Title
Supreme Court
Echegaray vs. Secretary of Justice
Case
G.R. No. 132601
Decision Date
Oct 12, 1998
Supreme Court upheld lethal injection as constitutional, affirming death penalty for rape of a minor, rejecting claims of cruelty, inhumanity, and undue delegation of legislative power.

Case Summary (G.R. No. 132601)

Content of RA 8177 and Its Implementing Rules

RA 8177 amended Article 81 of the Revised Penal Code to prescribe lethal injection and mandated training of personnel, action by the Director of Corrections to ensure instantaneous death, and promulgation of rules by the Secretary of Justice, in coordination with the Secretary of Health and the Director. The implementing rules detailed inmate services, confinement, notification, execution procedures, witnesses, secrecy of executioners’ identity, disposition of the body, among other provisions.

Petitioner’s Constitutional Challenges

Petitioner contended that lethal injection is:

  1. Cruel, degrading and inhuman punishment (Art.

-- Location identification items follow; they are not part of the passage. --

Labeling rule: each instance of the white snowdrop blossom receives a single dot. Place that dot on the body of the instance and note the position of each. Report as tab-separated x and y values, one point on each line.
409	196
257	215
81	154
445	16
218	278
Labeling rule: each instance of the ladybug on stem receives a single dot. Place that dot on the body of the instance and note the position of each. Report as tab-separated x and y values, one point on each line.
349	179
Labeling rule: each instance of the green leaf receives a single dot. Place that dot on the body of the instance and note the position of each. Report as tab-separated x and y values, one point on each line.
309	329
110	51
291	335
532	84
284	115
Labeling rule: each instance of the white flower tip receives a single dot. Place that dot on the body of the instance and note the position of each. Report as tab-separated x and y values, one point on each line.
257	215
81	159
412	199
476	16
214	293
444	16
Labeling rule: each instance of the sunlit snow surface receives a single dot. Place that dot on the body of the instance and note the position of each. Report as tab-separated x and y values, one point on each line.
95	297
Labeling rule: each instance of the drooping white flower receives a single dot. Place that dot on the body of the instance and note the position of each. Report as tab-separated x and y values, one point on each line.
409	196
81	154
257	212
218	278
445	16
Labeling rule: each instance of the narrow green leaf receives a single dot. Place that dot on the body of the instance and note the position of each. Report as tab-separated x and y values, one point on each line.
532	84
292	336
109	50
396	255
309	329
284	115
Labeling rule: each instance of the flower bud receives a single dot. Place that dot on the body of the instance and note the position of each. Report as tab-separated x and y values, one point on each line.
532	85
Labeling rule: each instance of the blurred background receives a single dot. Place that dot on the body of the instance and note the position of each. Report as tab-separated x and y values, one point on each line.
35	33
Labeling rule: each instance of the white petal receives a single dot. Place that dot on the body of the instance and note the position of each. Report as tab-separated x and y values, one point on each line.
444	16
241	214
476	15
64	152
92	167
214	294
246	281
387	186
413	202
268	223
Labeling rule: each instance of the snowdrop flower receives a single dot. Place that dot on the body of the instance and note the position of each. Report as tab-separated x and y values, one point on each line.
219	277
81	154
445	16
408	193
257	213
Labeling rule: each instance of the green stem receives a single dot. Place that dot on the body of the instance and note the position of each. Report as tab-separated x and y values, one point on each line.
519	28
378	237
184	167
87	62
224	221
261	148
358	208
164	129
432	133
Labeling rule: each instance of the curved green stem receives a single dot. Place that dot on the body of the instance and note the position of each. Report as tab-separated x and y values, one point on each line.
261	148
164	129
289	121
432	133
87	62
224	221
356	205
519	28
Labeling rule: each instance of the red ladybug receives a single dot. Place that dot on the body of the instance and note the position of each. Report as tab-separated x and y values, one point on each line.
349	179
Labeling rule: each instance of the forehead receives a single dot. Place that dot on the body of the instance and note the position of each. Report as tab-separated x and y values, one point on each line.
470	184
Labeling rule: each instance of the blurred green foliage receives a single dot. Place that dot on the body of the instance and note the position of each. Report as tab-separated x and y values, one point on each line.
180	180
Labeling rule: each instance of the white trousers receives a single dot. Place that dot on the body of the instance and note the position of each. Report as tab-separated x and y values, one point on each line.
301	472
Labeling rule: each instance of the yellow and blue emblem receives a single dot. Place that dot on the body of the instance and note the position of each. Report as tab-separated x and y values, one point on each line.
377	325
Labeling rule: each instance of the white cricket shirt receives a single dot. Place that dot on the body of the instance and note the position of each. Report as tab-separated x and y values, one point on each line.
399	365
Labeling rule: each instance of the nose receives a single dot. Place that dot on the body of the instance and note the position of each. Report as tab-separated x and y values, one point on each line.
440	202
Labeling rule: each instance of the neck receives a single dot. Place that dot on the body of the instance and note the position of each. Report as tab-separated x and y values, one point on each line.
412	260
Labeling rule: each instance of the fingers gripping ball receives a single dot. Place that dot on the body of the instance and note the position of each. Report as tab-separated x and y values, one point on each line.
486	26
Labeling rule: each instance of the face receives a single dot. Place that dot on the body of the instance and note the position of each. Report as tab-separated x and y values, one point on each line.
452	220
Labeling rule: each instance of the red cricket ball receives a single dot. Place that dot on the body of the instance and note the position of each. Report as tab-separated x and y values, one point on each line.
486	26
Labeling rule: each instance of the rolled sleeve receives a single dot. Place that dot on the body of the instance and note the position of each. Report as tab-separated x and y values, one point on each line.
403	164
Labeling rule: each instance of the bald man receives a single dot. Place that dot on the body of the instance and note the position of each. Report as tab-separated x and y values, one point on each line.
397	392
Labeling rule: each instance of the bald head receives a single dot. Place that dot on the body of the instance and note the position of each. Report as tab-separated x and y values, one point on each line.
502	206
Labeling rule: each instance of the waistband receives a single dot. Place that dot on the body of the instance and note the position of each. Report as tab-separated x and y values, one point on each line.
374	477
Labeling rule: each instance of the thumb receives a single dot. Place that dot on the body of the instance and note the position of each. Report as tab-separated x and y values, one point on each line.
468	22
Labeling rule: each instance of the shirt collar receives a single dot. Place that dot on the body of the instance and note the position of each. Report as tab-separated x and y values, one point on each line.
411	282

III, Sec. 19[1]).
  2. A violation of due process and arbitrary or unreasonable.
  3. In breach of international treaty obligations under the ICCPR.
  4. An undue delegation of legislative power to executive officials.
  5. Discriminatory under equal protection.
  6. Grounds for injunctive relief to prevent irreparable harm.

Cruel, Degrading or Inhuman Punishment Under Article III, Section 19

Court held that the death penalty per se is not cruel or inhuman and that lethal injection—administered by trained personnel, under statutory time limits, and subject to executive clemency—does not inherently inflict lingering pain. The method was compared with U.S. jurisprudence upholding lethal injection under evolving standards of decency and legislative adoption as evidence of societal acceptance.

International Covenant on Civil and Political Rights

Court recognized Article 6 of the ICCPR permitting capital punishment for “most serious crimes,” subject to fair trial and finality requirements. The Philippines ratified ICCPR and its Optional Protocol but not the Second Optional Protocol aiming at abolition. The petition’s reliance on the latter was misplaced and did not bar the domestic imposition or mode of capital punishment.

Delegation of Legislative Power and Separation of Functions

Court found RA 8177 sufficiently complete, setting policy, standards, conditions for execution, bodies with rule-making authority and limiting directives. Delegation to administrative agencies for procedural details was proper given the expertise required, and the Administrative Code’s assignment of prison administration to the Department of Justice justified the Secretary’s supervisory role.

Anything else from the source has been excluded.